Joy follows miscarriage grief
ISWORE I would have no more children. The morning sickness was so debilitating it became normal. Back and forth to the GP, he reassured me that this was pregnancy and it soon would pass. Only it didn’t.
I was velcroed to the couch, surviving on ginger tea and Saos. I still cringe at the smell of garlic. The only light at the end of the tunnel was our first scan.
“What a job, introducing couples to their babies,” I said to my husband, as we entered the ultrasound clinic. We were intoxicated with joy.
We walked into the dark room, lit only by a TV screen. I lay on the bed as the young sonographer squeezed cold gel on to my tummy. I stared at the screen. At first she was quite hasty, moving the remote across my belly. A tiny baby the size of a grape. A little smile grew on my face as my husband took a photo.
The sonographer zoomed in. Measured. Zoomed again. Measured. Colours appeared on the screen. The silence was deafening.
“It looks like you are about nine weeks,” she said.
That couldn’t be. I was 12 weeks plus five days or more. I started to worry. The sonographer stepped out of the room. Was she doing it right?
She returned a few minutes later.
“The baby has no heart beat or blood supply. Your baby passed at nine weeks and one day. I’m so sorry.”
For the first time, I saw my husband cry. We left heartbroken. Torn. Lost. Empty.
We were completely different people to those we were when we walked in.
By lunchtime we saw our GP who brought us no answers or relief. She told us it might have been a “thickened placenta”.
We were sent to the emergency department at our local hospital bearing a sealed yellow A5 envelope, inside the ultrasound report containing the answers we so desperately sought.
The morning sickness was stronger than ever. Part of me didn’t believe the news we were handed. We were sent home.
I still carried the metallic taste in my mouth that for weeks had driven me crazy. The nausea was still present and the pork we ate for dinner still made me sick. I found myself rubbing my belly like you were there, but you were not. I hoped nobody saw.
What if they had made a mistake? Then came the thoughts of “what had I done at the nine-week mark that could have caused your little heart to stop beating? What had I done wrong? Did I drink too much coffee, hold my phone too close? Was it that one wine I drank before I knew I was actually pregnant?” I was drowning in a pool of guilt.
The next day, we returned to the hospital’s pregnancy clinic. Inside was swollen with outpatients, heavily pregnant women and their midwives with smiles from ear to ear. It felt as though they knew, like I was wearing a giant neon sign.
A doctor delivered the news. I had a partial molar pregnancy. My pregnancy hormone hCG (human chorionic gonadotrophin) levels measured much higher than a normal pregnancy. Heightened hormone levels associated with molar pregnancies increase symptoms of morning sickness and the womb can grow larger than normal.

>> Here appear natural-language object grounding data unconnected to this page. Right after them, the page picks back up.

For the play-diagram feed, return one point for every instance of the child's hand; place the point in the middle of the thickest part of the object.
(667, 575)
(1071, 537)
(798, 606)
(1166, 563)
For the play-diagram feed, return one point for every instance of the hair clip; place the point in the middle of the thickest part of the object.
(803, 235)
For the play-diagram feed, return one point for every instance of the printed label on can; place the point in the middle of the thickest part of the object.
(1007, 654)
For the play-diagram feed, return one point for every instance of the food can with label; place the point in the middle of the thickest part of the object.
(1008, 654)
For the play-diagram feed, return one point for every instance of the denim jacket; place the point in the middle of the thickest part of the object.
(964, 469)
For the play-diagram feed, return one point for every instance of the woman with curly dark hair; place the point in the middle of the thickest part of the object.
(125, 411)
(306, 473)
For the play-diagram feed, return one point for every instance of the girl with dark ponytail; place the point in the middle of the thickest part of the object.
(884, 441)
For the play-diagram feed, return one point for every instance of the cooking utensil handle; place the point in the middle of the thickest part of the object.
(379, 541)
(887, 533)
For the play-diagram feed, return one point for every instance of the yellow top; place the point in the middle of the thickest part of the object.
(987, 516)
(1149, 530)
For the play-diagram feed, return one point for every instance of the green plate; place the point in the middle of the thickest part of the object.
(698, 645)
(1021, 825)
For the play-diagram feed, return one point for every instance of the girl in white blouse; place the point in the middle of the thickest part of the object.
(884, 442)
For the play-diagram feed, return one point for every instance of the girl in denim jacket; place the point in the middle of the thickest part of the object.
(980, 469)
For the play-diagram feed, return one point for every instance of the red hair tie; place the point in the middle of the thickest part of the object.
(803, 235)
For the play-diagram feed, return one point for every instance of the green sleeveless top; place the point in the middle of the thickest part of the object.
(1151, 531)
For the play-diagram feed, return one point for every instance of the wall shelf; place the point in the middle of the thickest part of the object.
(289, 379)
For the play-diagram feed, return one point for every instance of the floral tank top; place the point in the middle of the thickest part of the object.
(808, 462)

A partial molar pregnancy results from an extra set of chromosomes. With an imbalance of genetic material after conception, the pregnancy develops abnormally and the placenta outgrows the baby. The condition affects one in 1200 pregnancies in Australia each year. Sometimes a baby is present in the womb, other times not. In my case a baby did form but it would never be viable.
A few hours passed before I was wheeled into the theatre room and put under anaesthetic. In what felt like a split second I was suddenly no longer pregnant.
And then the tests for cancer followed. I would undergo weekly blood tests every week for two months screened by the Queensland Trophoblast Centre, based at the Royal Brisbane and Women’s Hospital, to ensure my hCG levels were falling. The tests would then go on monthly for almost a year until my hCG reached and stayed at zero. The end of any wanted pregnancy is devastating, but the possibility of persistent disease added another layer of concern for us.
In up to 15% of women, abnormal placental cells can remain and continue to produce hCG, which can lead to more persistent diseases that require chemotherapy. Women with molar pregnancies are advised not to fall pregnant for 12 months, though the chances of a recurring molar pregnancy are 1%.
Two years later I would welcome a delightful baby girl into the world on October 15, 2016. By coincidence the same day is International Pregnancy and Infant Loss Remembrance Day. A gentle reminder of our past, because you never forget.
More blood tests and my hCG levels were monitored again after this birth and will be for any subsequent births, in the rare chance molar cells remain.
In the weeks and months that passed, I found strength in the fact that I was not alone. It wasn’t until we shared our story, people around us shared theirs. Because something that broke our hearts equally brought us closer together.
I found myself rubbing my belly like you were there, but you were not. I hoped nobody saw.